RegionsAsia PacificAsian trade finance ‘still a buyer’s market’

Asian trade finance ‘still a buyer’s market’

Corporates continue to enjoy keen pricing, but a Greenwich Associates report detects the first signs of a shift.

Asian trade finance remains a buyers’ market, with companies able to secure rock-bottom pricing from a host of banks fighting fiercely to win their business according to research by Greenwich Associates.

Yet the same competitiveness could eventually upset this favourable situation for corporates suggests the market intelligence specialist, which says that it is picking up the first signs of market participants settling into a new equilibrium.

From companies’ perspective, the commoditisation of trade finance has reduced differences among providers. This evolution enables companies to easily shop among providers for the best price and has provided opportunities for Japanese banks, regional Asian banks and even local country providers to compete for new corporate relationships with aggressive pricing.

Throughout the region, global banks are concentrating on key clients and are also searching the ranks of Asia’s biggest companies for prospects whose needs go beyond ‘plain vanilla’ letters of credit (LoCs) and guarantees and into functions like supply-chain management and working capital management that are more complex, sticky and profitable.

As they make these changes, global banks are taking a hard look at the very notion of cross-selling. “Banks will be testing the theory that providing plain vanilla trade finance business creates opportunities to win higher margin business,” says Greenwich Associates managing director Paul Tan.

“Global banks will be auditing relationships on a case-by-case basis, assessing both the return on capital (ROC) as well as the linkage between lending and other parts of the wallet served. The new normal is equally being defined by other banks, which differ on their hurdle rates, Basel III timeframe and their eagerness to acquire large corporate clients.”

The firm adds that retrenchment on the part of global banks has not yet been enough to offset the continued influx of capital into the trade finance business from banks eager to get their feet in the door with large Asian companies.

Banks with pan-Asia regional aspirations, local-country Asian providers and Japanese banks all see trade finance as a point of entry into corporate relationships that they hope will pay off with more lucrative business later.

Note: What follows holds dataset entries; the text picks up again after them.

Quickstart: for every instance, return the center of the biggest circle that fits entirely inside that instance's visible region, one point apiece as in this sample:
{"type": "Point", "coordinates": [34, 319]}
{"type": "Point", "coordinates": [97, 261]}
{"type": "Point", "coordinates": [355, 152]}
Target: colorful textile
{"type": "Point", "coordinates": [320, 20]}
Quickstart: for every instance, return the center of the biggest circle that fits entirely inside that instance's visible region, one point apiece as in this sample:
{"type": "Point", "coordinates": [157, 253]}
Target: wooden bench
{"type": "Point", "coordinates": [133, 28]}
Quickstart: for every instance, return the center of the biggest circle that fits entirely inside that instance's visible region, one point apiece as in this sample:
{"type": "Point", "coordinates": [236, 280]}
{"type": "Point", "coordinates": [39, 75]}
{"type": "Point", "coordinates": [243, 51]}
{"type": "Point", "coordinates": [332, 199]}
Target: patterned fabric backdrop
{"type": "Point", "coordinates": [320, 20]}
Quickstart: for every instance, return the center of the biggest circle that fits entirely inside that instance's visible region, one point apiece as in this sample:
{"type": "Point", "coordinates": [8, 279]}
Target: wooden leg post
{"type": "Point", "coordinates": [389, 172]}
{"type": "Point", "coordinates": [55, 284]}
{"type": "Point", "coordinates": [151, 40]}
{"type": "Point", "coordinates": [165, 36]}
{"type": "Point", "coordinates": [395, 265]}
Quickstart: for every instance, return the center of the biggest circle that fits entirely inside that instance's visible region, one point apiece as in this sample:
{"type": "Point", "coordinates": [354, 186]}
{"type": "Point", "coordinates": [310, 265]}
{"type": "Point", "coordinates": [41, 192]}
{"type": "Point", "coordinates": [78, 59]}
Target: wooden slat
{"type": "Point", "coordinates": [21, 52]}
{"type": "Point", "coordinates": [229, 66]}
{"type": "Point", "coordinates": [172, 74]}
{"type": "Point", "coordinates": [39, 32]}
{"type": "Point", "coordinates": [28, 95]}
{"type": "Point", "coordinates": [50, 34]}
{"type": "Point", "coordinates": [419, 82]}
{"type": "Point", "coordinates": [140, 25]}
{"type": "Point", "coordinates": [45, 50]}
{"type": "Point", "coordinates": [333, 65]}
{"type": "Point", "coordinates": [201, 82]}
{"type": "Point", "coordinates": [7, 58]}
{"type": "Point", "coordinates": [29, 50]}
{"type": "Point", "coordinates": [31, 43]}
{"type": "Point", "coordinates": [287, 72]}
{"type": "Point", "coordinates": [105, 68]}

“These banks are moving to capitalise on the pullback of their global competitors, thus taking up any slack in the market and keeping pricing low for companies – at least for now,” says Greenwich Associates consultant Gaurav Arora.

Despite these still-emerging changes in the competitive landscape, the names at the top of the Asian trade finance market in 2016 remain familiar, reports Greenwich. HSBC leads, with 41% of large Asian companies citing the bank as a trade finance provider, followed by Standard Chartered at 29%, Citi (26%) and DBS (22%).